In article <TKORVOLA.94Apr14114336@dopey.hut.fi> tkorvola@dopey.hut.fi
(Timo Korvola) writes:

|> Consider this:

|> -----
|> class foo
|> {
|>   //...
|> };

|> class bar:
|> public foo
|> {
|>   //...
|> public:
|>   bar( const foo &);
|> };
|> -----

|> The question is whether bar::bar( const foo &) should be considered a
|> copy constructor.  Quoting ARM (Reprinted with corrections, May,
|> 1991), p.  264:

|> "A copy constructor for a class X is a constructor that can be called
|> to copy an object of class X: that is, one that can be called with a
|> single argument of type X.  For example, X::X(const X&) and
|> X::X(X&,int=0) are copy constructors.  A copy constructor is generated
|> only if no copy constructor is declared."

The current draft of the working papers says that " A copy constructor
for a class X is a constructor whose first parameter is of type X& or
const X& and whose other parameters, if any, all have defaults, so
that it can be called with a single argument of type X."  This is a
change (correction) with regards to the ARM.

|> Well, bar::bar( const foo &) can be called with a single argument of
|> type X, by implicit reference conversion.  However, the compilers I
|> have tested (gcc, IBM's xlC and HP's CC) don't treat it as a copy
|> constructor but instead generate a default one.

|> Has the ANSI committee decided that only trivial conversions are to be
|> used when looking for a copy constructor?  This seems silly: in the
|> example above would require the creation of an additional constructor
|> bar::bar( const bar &) the implementation of which would be identical
|> to that of bar::bar( const foo &).  This is particularly annoying,
|> since you can't just even call one constructor from the other.

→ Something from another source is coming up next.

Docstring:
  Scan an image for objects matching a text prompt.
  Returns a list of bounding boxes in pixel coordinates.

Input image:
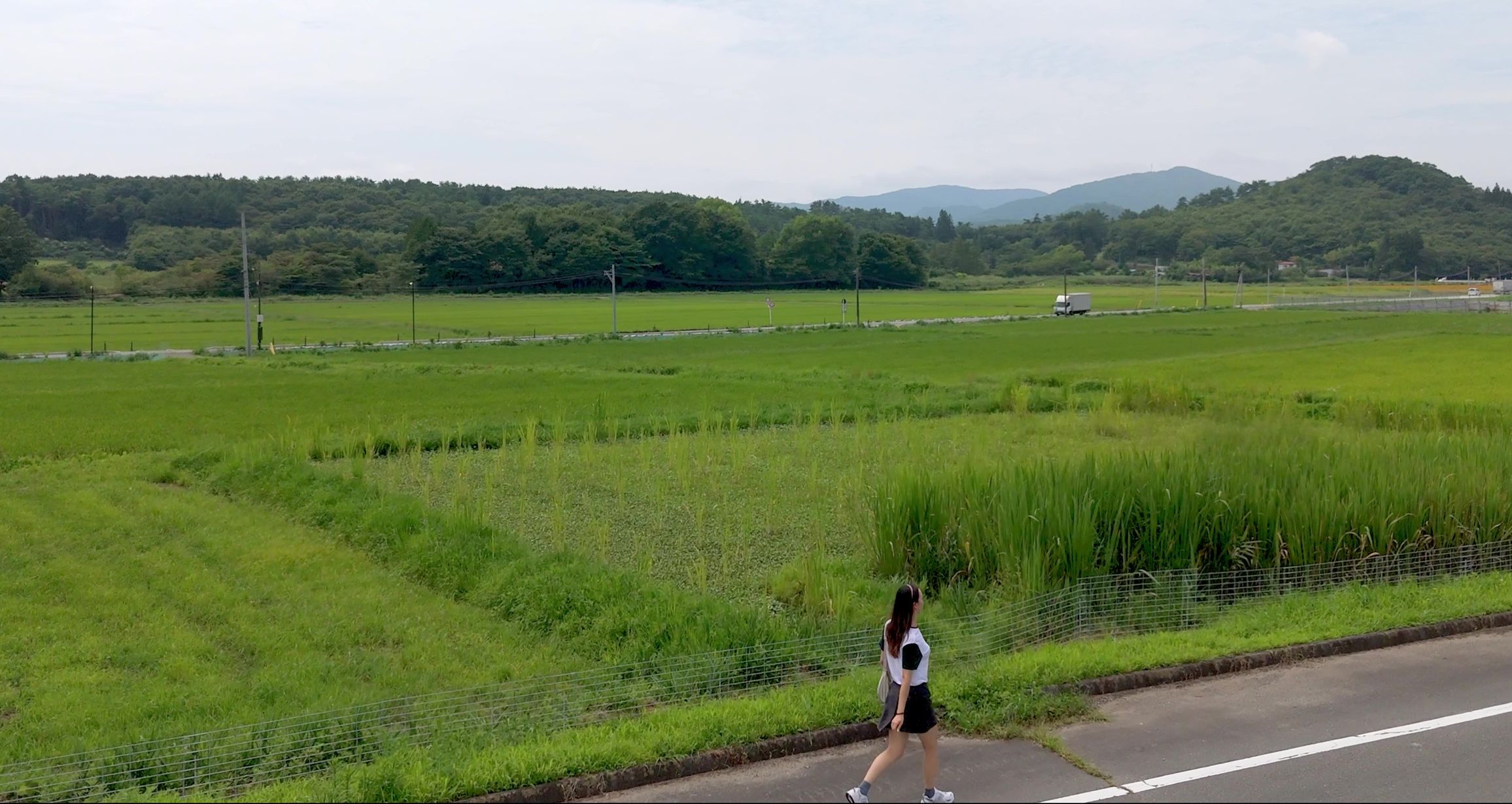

If bar contains additional data, that is not in foo, then you will
have to provide the copy constructor; a constructor just taking bar
will not copy the additional data.  In many cases, the compiler
generated default will do the job.  If not:

 foo::foo( foo const& other )
     :bar( other )
 {
 }

Is a good start.  You'll have to fill in the rest yourself.  (Hint:
the body is almost always empty.)
--
James Kanze                       email: kanze@lts.sel.alcatel.de
GABI Software, Sarl., 8 rue du Faisan, F-67000 Strasbourg, France
Conseils en informatique industrielle --
                   -- Beratung in industrieller Datenverarbeitung

Consider this:

-----
class foo
{
  //...
};

class bar:
public foo
{
  //...
public:
  bar( const foo &);
};
-----

The question is whether bar::bar( const foo &) should be considered a
copy constructor.  Quoting ARM (Reprinted with corrections, May,
1991), p.  264:

"A copy constructor for a class X is a constructor that can be called
to copy an object of class X: that is, one that can be called with a
single argument of type X.  For example, X::X(const X&) and
X::X(X&,int=0) are copy constructors.  A copy constructor is generated
only if no copy constructor is declared."

Well, bar::bar( const foo &) can be called with a single argument of
type X, by implicit reference conversion.  However, the compilers I
have tested (gcc, IBM's xlC and HP's CC) don't treat it as a copy
constructor but instead generate a default one.

Has the ANSI committee decided that only trivial conversions are to be
used when looking for a copy constructor?  This seems silly: in the
example above would require the creation of an additional constructor
bar::bar( const bar &) the implementation of which would be identical
to that of bar::bar( const foo &).  This is particularly annoying,
since you can't just even call one constructor from the other.

--
 Timo Korvola  Timo.Korvola@hut.fi

Timo Korvola (tkorvola@dopey.hut.fi) writes:

|o|class foo
|o|{
|o|  //...
|o|};
|o|class bar:
|o|public foo
|o|{
|o|  //...
|o|public:
|o|  bar( const foo &);
|o|};
|o|-----

|o|The question is whether bar::bar( const foo &) should be considered a
|o|copy constructor.

|o|Well, bar::bar( const foo &) can be called with a single argument of
|o|type X, by implicit reference conversion.  However, the compilers I
|o|have tested (gcc, IBM's xlC and HP's CC) don't treat it as a copy
|o|constructor but instead generate a default one.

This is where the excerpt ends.